Microalgae has come into limelight as a platform for renewable biofuels and chemical feedstock production due to its high growth rate, productivity, and its flexibility through metabolic engineering. However, despite these inherent advantages as a renewable feedstock, processes utilizing microalgal biomass are at an early stage in development, otherwise described as being at a low technology readiness level (TRL). Current research focus is remains in the upstream- in the development of high throughput microalgal strains and low cost cultivation methods. Consequently, there is an ever widening technology portfolio that must be systematically evaluated and screened in order to identify promising microalgal processes for R&D intensification, otherwise defined as evaluation-based process synthesis. This research aims to address this problem through the development of a software tool, TIPEM (Tool for Integrated Process Evaluation of Microalgal Systems), which serves as a computational platform for evaluation-based process synthesis for microalgal systems.

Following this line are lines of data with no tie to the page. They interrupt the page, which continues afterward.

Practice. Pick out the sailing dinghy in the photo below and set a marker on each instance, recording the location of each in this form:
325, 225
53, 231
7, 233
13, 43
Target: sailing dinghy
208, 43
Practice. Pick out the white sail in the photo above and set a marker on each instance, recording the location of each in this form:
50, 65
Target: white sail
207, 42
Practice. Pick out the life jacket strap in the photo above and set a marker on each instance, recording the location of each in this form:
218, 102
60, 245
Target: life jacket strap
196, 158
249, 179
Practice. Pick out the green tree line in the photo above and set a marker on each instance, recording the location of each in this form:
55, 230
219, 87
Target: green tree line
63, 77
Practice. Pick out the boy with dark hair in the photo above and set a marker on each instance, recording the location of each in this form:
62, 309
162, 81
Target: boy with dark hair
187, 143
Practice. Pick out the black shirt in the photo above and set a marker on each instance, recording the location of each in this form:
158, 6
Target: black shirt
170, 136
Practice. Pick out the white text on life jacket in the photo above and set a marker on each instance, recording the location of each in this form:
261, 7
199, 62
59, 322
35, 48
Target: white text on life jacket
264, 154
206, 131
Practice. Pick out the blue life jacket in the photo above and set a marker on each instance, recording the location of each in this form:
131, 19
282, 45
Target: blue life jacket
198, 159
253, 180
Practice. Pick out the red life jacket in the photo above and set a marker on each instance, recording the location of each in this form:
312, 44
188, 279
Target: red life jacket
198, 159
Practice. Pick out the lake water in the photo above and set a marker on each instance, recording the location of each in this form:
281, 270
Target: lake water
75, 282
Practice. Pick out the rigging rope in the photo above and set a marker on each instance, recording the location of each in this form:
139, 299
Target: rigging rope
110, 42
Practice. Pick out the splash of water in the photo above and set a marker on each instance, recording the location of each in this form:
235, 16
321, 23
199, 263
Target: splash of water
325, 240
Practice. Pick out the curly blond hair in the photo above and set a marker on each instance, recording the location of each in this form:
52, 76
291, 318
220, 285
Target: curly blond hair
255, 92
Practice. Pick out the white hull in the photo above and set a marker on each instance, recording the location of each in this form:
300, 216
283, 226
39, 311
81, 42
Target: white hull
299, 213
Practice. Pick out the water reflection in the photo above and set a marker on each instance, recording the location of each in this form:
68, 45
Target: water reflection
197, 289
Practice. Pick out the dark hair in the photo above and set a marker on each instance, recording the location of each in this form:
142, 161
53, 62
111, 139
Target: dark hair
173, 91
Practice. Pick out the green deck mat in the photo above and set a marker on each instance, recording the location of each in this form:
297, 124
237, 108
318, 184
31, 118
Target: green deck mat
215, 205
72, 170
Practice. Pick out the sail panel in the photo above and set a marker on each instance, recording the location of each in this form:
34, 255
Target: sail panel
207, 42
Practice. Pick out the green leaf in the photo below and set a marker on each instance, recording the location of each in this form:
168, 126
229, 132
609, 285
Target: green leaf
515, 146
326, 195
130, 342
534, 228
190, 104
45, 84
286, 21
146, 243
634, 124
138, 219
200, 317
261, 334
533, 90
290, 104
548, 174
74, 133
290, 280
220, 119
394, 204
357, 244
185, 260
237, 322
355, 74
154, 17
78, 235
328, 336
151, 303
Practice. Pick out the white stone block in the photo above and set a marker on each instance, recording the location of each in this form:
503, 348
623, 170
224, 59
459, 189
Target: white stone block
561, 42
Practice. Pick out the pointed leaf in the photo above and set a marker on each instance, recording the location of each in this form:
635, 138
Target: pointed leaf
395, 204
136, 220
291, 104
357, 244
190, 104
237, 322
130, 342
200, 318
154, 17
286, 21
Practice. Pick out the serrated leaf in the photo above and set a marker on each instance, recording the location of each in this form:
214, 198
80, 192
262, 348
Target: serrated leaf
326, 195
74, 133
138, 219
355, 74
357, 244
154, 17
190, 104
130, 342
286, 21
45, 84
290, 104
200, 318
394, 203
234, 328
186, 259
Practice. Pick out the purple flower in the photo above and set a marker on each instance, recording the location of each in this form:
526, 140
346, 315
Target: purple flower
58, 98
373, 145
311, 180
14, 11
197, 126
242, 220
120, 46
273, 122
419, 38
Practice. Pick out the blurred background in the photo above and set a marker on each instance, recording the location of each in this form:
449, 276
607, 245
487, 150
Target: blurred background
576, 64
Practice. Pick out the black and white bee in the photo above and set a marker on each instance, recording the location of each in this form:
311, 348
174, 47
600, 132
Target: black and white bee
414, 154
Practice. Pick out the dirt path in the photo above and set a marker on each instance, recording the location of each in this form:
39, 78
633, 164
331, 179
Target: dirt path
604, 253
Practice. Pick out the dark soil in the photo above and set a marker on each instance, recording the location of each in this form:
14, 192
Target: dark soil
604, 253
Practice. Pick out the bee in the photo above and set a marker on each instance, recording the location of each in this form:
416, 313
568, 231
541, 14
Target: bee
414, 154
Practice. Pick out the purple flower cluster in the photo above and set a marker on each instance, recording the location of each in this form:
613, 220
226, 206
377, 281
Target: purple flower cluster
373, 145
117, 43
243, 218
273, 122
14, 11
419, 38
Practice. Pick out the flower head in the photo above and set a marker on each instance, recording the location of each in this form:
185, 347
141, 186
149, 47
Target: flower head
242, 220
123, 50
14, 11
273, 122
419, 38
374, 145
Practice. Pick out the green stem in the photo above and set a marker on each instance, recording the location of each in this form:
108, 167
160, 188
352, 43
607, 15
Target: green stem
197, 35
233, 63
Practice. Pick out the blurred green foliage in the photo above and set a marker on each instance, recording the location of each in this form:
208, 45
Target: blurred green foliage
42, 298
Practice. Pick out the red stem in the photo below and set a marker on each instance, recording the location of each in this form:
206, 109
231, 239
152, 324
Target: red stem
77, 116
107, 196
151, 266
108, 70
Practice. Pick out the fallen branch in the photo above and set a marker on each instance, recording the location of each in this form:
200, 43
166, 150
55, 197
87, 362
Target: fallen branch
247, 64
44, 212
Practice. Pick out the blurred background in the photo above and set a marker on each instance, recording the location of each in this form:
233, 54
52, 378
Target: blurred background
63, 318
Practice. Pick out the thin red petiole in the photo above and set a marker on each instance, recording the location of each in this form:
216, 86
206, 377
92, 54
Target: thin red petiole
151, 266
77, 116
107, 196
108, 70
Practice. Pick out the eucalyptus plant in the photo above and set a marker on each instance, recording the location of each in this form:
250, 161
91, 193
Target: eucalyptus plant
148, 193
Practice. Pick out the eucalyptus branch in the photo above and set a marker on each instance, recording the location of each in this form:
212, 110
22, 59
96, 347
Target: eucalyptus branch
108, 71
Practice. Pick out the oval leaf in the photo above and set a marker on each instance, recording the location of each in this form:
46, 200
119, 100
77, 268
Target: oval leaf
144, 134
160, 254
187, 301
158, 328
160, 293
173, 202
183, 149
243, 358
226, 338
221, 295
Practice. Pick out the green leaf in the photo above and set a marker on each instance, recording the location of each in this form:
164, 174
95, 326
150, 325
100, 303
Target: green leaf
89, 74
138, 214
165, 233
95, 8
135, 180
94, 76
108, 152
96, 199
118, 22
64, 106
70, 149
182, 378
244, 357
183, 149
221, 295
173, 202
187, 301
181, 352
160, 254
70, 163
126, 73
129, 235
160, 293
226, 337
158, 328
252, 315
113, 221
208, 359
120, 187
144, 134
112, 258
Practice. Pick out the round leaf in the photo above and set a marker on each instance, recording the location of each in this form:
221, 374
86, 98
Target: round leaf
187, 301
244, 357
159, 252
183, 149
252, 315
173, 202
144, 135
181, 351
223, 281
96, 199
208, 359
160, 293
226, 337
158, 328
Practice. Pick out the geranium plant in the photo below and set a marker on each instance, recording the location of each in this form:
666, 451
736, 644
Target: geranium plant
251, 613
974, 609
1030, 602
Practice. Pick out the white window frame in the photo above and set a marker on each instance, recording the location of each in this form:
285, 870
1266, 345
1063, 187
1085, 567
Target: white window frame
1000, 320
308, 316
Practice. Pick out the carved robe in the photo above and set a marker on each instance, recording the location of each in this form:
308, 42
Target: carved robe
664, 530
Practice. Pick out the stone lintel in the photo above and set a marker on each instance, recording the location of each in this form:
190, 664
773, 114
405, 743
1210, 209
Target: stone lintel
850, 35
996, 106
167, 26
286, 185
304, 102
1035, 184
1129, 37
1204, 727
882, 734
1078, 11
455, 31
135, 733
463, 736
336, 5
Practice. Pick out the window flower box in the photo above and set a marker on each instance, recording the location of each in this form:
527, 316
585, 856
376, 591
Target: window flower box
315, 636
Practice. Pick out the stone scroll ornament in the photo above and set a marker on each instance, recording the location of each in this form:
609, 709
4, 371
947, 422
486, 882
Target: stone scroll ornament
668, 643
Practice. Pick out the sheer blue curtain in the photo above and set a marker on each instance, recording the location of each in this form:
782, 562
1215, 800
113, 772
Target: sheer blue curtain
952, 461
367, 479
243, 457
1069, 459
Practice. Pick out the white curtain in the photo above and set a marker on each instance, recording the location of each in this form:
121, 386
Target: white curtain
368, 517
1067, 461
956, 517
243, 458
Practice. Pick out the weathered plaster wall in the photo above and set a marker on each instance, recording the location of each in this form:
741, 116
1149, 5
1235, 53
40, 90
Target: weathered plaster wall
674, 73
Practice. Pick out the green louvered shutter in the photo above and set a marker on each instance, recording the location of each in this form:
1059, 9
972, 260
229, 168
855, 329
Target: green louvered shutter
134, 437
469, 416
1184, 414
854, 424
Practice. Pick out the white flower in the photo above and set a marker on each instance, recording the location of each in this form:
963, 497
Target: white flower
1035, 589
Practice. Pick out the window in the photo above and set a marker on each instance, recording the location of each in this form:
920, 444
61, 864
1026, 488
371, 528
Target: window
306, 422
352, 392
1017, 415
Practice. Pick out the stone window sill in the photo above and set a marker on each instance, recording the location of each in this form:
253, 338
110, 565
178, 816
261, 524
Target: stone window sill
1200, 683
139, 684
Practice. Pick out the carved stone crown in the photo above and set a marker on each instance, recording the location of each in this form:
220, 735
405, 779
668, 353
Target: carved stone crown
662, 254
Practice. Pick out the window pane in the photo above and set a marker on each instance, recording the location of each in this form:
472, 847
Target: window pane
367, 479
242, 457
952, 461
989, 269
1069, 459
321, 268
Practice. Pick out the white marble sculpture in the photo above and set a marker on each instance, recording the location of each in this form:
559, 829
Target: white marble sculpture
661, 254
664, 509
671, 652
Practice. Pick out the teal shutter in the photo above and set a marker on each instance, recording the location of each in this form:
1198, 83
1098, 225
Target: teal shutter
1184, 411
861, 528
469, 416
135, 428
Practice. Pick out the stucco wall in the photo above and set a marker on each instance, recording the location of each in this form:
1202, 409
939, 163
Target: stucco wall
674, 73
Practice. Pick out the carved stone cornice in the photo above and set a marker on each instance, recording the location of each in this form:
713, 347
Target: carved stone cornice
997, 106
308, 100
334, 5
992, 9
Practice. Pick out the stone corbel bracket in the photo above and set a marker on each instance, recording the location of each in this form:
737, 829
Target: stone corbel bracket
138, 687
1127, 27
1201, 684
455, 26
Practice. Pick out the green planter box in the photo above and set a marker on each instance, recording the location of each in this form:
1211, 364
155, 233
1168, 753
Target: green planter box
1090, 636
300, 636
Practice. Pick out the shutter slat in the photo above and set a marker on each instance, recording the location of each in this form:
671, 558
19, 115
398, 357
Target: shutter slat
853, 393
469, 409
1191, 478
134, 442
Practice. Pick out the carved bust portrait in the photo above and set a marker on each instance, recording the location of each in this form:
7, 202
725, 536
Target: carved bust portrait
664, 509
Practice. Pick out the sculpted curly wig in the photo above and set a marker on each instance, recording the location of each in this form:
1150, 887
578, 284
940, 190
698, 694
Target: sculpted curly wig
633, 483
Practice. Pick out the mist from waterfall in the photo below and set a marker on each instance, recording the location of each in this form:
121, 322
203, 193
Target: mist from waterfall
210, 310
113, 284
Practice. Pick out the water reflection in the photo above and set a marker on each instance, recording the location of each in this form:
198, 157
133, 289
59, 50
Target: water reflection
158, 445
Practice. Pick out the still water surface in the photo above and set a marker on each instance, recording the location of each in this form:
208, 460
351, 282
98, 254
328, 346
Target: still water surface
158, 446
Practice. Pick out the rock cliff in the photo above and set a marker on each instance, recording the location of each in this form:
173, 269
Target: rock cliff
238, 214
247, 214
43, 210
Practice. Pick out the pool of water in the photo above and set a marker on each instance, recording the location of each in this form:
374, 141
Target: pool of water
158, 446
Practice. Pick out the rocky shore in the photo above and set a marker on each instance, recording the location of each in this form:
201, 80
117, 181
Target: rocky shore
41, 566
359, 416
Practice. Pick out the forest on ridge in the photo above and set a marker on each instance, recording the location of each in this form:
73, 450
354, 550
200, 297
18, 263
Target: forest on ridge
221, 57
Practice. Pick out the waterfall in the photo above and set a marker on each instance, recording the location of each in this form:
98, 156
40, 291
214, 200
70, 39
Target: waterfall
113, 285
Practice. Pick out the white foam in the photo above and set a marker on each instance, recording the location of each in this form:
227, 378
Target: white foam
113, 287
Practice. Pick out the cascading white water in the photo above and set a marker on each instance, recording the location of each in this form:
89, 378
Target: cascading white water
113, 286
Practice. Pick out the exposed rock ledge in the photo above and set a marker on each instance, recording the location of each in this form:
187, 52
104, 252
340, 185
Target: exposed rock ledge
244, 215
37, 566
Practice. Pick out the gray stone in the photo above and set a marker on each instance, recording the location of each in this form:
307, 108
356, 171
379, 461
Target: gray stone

This was done through the development of a systematic evaluation methodology which includes the selection of performance indicators. A superstructure network is used to represent the possible process pathways. The process step/interval network model for the superstructure framework was modified from Quaglia et al. A unified inventory database for a simultaneous techno-economic and environmental impact assessment was formulated as part of the evaluation framework. Lastly, the tool integrates uncertainty analysis in the form of Monte Carlo simulations to address the high uncertainties of early stage processes resulting from a weak knowledgebase and having to rely on first principle estimates and preliminary experimental data. Thus the intended goal of the developed software is to serve as a tool for both academia and industry for microalgal process synthesis and guide future development in the form of larger scale process experiments and R&D intensification.